For Mom's Eyes Only

I recently asked a group of mothers what each of their days was like: when the day began, what it was filled with, and when it ended. Almost to a person, each woman gets up between 5:45 and 6:30 a.m. and her day ends between 10:00 p.m. and midnight. The women are responsible for fixing meals (one Mom fixed 5 meals every morning!), rousing the children from their beds, and getting them off to school. Their days center on kids and spouses. I inquired as to whether any of them took time for themselves. Most had carved out time to go to the gym or meditate, one woman cooks at least one meal a day specifically for herself, then sits alone and enjoys each mouthful. However, even though these women said they were taking time for themselves, I heard a level of exhaustion when they spoke of the things that were supposed to be self-nurturing. It was as if going to the gym, meditating, or cooking a meal were just one more task to be accomplished in a long and busy day. I wondered whether the time each mother was "taking for herself" was really doing its job ? that of restoring her spirit and energy. When I asked them if they felt that they had "enough" time for themselves, there was a resounding chorus of "no!"

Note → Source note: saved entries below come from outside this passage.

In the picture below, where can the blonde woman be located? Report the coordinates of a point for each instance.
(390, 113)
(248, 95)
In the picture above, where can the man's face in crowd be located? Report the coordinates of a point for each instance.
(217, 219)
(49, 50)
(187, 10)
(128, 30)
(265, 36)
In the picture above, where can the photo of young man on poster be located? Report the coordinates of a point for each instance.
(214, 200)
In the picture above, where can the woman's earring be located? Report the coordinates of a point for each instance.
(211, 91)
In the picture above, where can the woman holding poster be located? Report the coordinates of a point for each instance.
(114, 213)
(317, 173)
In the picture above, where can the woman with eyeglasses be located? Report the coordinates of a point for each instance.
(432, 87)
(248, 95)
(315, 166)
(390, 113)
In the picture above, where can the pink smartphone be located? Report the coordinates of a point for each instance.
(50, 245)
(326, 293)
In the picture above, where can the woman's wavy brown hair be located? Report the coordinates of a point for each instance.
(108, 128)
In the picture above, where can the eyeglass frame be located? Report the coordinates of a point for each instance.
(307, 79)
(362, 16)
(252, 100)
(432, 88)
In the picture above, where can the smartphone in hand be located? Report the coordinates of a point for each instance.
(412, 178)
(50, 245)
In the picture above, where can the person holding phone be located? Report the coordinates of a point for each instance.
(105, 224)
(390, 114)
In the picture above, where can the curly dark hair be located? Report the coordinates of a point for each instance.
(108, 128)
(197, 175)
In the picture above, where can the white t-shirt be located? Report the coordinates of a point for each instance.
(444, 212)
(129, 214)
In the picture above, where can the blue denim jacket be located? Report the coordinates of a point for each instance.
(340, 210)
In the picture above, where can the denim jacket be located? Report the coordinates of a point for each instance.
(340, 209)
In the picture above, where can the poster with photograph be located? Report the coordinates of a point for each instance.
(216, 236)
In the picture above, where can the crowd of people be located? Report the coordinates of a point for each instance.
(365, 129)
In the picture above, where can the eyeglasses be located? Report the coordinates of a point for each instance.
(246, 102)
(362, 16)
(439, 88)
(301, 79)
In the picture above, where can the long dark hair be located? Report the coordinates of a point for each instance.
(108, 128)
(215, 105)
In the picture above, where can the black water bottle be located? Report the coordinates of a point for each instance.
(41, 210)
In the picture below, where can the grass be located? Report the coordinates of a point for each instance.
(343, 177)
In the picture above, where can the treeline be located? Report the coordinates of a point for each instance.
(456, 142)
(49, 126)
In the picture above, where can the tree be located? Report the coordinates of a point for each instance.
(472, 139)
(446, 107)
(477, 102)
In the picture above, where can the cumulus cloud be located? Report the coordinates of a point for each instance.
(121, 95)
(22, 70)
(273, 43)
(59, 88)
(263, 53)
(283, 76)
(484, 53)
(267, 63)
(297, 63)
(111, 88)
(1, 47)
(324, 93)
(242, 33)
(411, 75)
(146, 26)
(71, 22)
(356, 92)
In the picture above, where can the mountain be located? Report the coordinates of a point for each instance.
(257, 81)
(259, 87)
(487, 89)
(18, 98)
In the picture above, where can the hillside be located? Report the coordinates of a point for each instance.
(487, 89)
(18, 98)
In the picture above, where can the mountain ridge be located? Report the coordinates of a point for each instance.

What does it mean when we, as mothers, fail to nurture ourselves? When we spend our entire day "giving" and not "receiving"? I believe that the negative repercussions are huge. Not just for us, but also for our children.

First, let's talk about ourselves. The most apparent problem with never taking time for oneself is that there is a serious by-product of burnout. Whether at the end of each day, or at the end of a longer block of time, eventually our bodies and minds just shut down. We get sick or we get cranky. Our bodies demand rest and in order to get it they produce a sore throat and fever. Or our backs or knees "go out." Our psyche demands rest as well, and crankiness is a way of getting rid of people, of making them retreat from us so that we can be alone. But whether it's our bodies or our minds that trick us into resting, both processes are subconscious. It's rare that we feel entitled to consciously claim time as our own.

A second problem is that we begin to be ineffective in the very tasks we pride ourselves in being able to do well. Whether we work in our homes full time, or in an office during the day and at home at night, the "things" we fill our days with eventually begin to suffer for our "superwoman" image. We become forgetful, we half-listen to our bosses or our children, we begin to exert strenuous efforts just to get through each day. If married or in partnership, that relationship begins to suffer because we're too tired at night to spend time with our spouse or partner. We'd rather just "zone out" in front of the TV or go straight to bed.

I used to wonder why the announcement on an airplane said that in an emergency, I should put on my own oxygen mask before helping the adult or child next to me. Being a "giver" myself, I found the thought of helping myself first almost intolerable. Surely, I reasoned, I could hold my breath long enough to help the person next to me first, and then there would be time to put my own mask on afterwards. With maturity, I've come to realize the importance of this announcement ? I'm clearly not the only one who would think this way, or there would be no need for them to make it so clear to each and every passenger on each and every flight. And I now know that if I lack oxygen and pass out, I can't help anyone least of all my child.

Since most of our day as mothers revolves around our children, we must ask: are we really benefiting them when we serve them without receiving from them or others? Are we able to get the oxygen mask on them if we don't have oxygen ourselves? The answer is no. When we're exhausted, grouchy or ill, our children suffer most because we're not at our best. But it's more than that. One of the most serious problems is that we are being absolutely terrible role models. I recently read the story of a mother whose son committed suicide at his Ivy League College. Why? No one knows. He never asked for help so no one knows why or how he got so depressed that he felt he had to take his own life. As moms, when we act as though we're superhuman and can shoulder everyone else's needs without taking care of our own, we fail to help our children know when and how to ask for help. We give them the impression that they, too, should be able to do it all, no matter what level of stress they're under. We send the message that nurturing oneself is somehow unhealthy or that they are "failures" if they need help, ask for help, or spend time in self-nurturing.

At the end of my session with the group of moms, I asked what each would do with more time if she had it. The answers varied, from reading a book, to taking a bath, to going for a walk. No one mentioned exercising or doing more Yoga, answering their e-mail or talking on the phone with a friend. Self-nurturing is about something different. Something of which silence is a part. There is transformation in silence and there is healing. It is restorative. Try to spend some of each day in silence. For at least a few moments each day, try to receive and not to give. Consider it your oxygen mask.